The affordability crisis cannot be solved by treating its symptoms alone. Short-term relief measures may ease pressures temporarily, but only stronger productivity, investment, and income growth can restore lasting improvements in living standards. A generation that expected to enjoy a higher standard of living than its parents instead risks inheriting slower growth, fewer opportunities, and permanently diminished prosperity. The longer governments delay, the harder — and more costly — it will be to reverse the decline.
Peu de ménages canadiens peuvent définir précisément ce qu’est l’abordabilité, mais presque tous la ressentent profondément. Elle se manifeste par des salaires désormais insuffisants pour couvrir toutes les dépenses, des soldes bancaires qui s’épuisent rapidement et un sentiment croissant d’inaccessibilité des biens essentiels.

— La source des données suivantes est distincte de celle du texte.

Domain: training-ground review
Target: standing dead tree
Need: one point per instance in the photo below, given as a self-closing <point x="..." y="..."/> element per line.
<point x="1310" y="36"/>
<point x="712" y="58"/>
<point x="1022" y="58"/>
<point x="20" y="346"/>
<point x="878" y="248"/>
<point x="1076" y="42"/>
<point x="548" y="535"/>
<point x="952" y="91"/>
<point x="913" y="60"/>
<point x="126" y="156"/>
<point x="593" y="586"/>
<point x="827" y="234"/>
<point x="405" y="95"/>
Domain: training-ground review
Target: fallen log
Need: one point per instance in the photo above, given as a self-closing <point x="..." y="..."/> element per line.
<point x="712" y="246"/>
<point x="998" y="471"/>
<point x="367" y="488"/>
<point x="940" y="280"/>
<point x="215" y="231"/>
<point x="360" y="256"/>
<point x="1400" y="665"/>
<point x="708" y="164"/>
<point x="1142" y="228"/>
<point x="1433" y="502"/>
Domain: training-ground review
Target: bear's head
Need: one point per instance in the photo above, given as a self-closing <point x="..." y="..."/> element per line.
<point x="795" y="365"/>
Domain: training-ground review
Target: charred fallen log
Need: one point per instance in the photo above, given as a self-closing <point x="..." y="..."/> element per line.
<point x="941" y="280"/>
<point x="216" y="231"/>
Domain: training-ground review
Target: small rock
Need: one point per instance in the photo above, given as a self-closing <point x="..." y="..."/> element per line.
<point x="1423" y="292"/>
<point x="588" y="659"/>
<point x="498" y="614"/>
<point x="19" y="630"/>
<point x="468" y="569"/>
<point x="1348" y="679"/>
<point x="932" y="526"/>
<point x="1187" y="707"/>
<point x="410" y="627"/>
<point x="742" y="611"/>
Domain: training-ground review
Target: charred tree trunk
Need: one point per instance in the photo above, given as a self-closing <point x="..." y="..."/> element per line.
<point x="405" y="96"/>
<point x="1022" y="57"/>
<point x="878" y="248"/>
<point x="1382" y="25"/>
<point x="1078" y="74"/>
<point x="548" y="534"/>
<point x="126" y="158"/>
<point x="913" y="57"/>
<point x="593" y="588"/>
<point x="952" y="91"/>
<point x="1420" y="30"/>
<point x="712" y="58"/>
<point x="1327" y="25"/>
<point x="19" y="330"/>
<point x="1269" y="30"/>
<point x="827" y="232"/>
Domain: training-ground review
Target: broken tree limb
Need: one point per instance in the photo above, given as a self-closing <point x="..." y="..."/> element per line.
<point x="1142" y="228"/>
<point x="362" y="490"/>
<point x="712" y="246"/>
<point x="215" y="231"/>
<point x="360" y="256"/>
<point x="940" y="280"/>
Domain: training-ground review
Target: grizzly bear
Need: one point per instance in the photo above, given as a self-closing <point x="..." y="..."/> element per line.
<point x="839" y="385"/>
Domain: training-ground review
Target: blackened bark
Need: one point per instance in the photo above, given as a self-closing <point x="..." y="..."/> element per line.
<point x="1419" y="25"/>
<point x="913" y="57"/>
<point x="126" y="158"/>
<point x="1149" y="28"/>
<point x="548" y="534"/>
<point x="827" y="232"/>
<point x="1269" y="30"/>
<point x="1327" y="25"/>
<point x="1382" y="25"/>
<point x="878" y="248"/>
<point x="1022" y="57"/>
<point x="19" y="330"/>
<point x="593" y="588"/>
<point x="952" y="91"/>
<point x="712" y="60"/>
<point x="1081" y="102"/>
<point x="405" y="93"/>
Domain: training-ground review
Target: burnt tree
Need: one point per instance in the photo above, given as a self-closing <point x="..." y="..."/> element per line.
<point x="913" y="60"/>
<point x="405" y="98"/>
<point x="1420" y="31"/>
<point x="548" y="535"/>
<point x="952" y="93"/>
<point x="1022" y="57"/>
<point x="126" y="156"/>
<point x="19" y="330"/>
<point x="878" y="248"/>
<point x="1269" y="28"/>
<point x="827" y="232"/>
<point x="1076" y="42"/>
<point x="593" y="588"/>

Pourtant, l’abordabilité, c’est bien plus que la progression des prix ou la stagnation des salaires. Il s’agit de la relation entre ce que les ménages gagnent, ce qui reste dans leurs poches après taxes et impôts et ce que leur revenu leur permet d’acquérir. La crise d’abordabilité au Canada se présente sous trois aspects distincts – et tant que les décideurs ne s’attaqueront pas à chacun d’eux, les ménages peineront à joindre les deux bouts.

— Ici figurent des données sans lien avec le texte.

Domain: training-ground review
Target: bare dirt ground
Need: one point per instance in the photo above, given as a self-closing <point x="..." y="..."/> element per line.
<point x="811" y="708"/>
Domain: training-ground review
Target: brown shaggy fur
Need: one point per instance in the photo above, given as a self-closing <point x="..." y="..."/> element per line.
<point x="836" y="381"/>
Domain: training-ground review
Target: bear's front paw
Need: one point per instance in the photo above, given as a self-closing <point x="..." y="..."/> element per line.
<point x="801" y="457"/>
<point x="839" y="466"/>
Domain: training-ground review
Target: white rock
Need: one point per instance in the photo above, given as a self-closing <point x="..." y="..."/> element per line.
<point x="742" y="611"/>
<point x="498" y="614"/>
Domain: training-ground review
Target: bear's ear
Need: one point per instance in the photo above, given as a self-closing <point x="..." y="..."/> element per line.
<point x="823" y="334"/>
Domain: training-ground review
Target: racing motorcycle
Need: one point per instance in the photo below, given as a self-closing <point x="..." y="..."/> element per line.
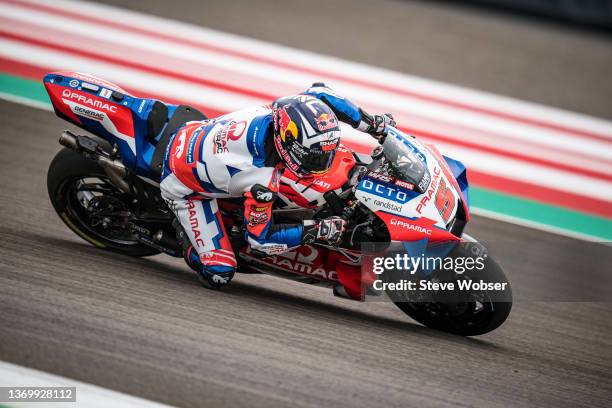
<point x="105" y="188"/>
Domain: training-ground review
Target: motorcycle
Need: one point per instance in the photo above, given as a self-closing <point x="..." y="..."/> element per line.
<point x="105" y="188"/>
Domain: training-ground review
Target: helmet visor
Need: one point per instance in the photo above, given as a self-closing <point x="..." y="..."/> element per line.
<point x="315" y="161"/>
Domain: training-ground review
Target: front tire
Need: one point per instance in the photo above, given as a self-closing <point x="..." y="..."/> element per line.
<point x="67" y="172"/>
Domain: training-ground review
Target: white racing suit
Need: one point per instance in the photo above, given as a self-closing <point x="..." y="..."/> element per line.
<point x="234" y="156"/>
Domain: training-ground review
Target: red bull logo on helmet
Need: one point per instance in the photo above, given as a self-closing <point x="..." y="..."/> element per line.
<point x="285" y="125"/>
<point x="327" y="121"/>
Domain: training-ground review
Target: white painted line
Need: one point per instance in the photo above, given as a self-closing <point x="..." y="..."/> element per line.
<point x="481" y="212"/>
<point x="87" y="395"/>
<point x="337" y="66"/>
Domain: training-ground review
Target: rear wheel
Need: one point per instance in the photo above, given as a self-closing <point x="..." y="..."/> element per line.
<point x="480" y="313"/>
<point x="91" y="206"/>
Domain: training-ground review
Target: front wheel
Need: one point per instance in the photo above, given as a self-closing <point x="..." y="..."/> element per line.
<point x="91" y="206"/>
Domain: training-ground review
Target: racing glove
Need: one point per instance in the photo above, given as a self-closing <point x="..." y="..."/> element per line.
<point x="375" y="125"/>
<point x="327" y="231"/>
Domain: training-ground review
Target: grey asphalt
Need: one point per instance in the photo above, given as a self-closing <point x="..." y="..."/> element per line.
<point x="146" y="327"/>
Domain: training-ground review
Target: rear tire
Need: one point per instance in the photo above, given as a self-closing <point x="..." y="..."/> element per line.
<point x="65" y="170"/>
<point x="467" y="318"/>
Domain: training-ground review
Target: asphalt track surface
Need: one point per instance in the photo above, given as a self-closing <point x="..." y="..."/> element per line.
<point x="146" y="327"/>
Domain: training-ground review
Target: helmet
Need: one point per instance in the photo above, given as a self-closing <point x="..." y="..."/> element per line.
<point x="306" y="134"/>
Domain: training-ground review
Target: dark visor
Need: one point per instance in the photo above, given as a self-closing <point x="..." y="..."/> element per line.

Les ménages sont étouffés de toutes les façons :
• La croissance des rémunérations en dollars courants ralentit depuis plusieurs années.
• Les gouvernements accaparent une part toujours plus grande des revenus à travers les transferts moindres aux ménages et la hausse des impôts et des cotisations de retraite.

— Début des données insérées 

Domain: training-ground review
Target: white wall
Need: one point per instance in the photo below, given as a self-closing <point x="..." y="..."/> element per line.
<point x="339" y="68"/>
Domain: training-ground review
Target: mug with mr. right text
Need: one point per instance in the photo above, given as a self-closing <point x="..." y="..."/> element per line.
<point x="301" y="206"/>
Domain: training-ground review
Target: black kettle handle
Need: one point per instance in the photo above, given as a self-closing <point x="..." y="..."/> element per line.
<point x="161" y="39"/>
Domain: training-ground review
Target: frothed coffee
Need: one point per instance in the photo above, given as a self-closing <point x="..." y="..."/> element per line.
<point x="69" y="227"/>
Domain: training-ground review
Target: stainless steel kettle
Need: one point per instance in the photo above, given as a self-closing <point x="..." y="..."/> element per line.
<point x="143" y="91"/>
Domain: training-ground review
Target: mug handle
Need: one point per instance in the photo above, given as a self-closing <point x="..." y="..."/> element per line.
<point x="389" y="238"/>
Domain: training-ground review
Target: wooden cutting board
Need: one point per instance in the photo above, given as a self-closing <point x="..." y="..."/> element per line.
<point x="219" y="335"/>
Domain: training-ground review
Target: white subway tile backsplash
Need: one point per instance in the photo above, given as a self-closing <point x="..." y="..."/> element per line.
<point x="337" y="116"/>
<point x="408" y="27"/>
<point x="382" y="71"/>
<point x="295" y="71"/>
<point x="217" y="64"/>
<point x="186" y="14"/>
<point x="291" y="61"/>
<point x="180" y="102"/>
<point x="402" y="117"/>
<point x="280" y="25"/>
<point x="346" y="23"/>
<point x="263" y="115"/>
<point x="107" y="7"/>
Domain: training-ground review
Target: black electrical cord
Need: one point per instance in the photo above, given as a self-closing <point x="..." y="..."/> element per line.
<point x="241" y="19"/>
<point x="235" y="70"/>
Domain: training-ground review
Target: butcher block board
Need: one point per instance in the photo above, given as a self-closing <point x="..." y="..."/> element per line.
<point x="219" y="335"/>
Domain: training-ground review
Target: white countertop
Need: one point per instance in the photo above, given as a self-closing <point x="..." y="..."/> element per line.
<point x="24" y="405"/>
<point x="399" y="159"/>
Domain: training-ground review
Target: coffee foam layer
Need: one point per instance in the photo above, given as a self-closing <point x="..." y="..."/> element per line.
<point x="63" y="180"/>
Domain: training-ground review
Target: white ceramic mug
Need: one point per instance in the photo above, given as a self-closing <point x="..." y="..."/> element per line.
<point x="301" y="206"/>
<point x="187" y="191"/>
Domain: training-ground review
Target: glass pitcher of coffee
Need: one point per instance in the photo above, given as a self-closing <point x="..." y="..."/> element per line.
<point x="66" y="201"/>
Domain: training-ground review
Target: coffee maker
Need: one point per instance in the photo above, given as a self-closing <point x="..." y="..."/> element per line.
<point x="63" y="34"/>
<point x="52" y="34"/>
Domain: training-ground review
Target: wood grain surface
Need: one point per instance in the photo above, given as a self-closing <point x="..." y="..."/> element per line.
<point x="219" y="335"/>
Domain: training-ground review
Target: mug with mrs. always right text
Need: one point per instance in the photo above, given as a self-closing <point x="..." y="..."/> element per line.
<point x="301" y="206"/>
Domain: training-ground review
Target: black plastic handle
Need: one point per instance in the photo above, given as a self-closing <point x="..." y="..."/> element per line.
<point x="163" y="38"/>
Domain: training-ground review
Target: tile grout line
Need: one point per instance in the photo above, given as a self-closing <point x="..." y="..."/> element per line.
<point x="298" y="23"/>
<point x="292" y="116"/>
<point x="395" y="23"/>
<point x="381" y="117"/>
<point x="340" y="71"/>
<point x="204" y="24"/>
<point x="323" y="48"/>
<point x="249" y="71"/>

• Depuis 2021, la hausse des prix à la consommation dépasse chaque année la barre des 2 % établie par la Banque du Canada, compte tenu des augmentations démesurées pour les indispensables – logement, aliments et carburant.
Ces obstacles montrent la gravité de la crise économique que le Canada traverse depuis dix ans : il a généré de nouveaux revenus remarquablement bas. Par habitant, le PIB réel s’est accru de seulement 0,6 % annuellement – la performance la plus faible depuis la crise des années 1930 – alors que le revenu disponible réel n’a augmenté que de 0,8 %. Sans une croissance forte, l’abordabilité se détériorera encore, quels que soient les sursauts de l’inflation.
Ces faits contredisent également la notion populaire sur la source de la crise. Le problème ne réside pas dans la part croissante des revenus du 1 % des ménages les plus riches ou, encore, des entreprises. Ces parts déclinent en fait quelque peu au cours de la décennie écoulée. Il y a crise en raison de la faible création de revenus, non de sa redistribution.
Renverser le recul nécessite des politiques aptes à renforcer les capacités de l’économie à générer des revenus élevés et non pas uniquement à repartager la richesse existante. Les gouvernements doivent se concentrer sur les quatre priorités que voici :
• Restaurer la forte croissance de la productivité en inversant la baisse décennale des investissements des entreprises.
• Préserver les revenus des ménages en évitant les nouvelles hausses d’impôts et de cotisations sociales obligatoires, lesquelles réduisent le revenu disponible.
• Maîtriser l’inflation en veillant à ce que la Banque du Canada adhère à son objectif de 2 %.
• Orienter la politique économique vers la croissance, en admettant que seules les augmentations durables des revenus réels — et non les transferts ponctuels ou une redistribution — représentent la solution pérenne au problème du Canada.
Pour remédier à une crise, il ne suffit pas de traiter les symptômes. Si les mesures à court terme peuvent temporairement atténuer les pressions, seule l’amélioration décisive de la productivité, de l’investissement et des revenus peut restaurer durablement la progression du niveau de vie. Une génération qui s’attendait à un avenir meilleur que la précédente pourrait hériter d’une croissance économique plus faible, de moins d’occasions et d’une prospérité menacée à long terme. Plus les gouvernements tardent à agir, plus il sera ardu — et onéreux — d’enrayer cette tendance à la baisse.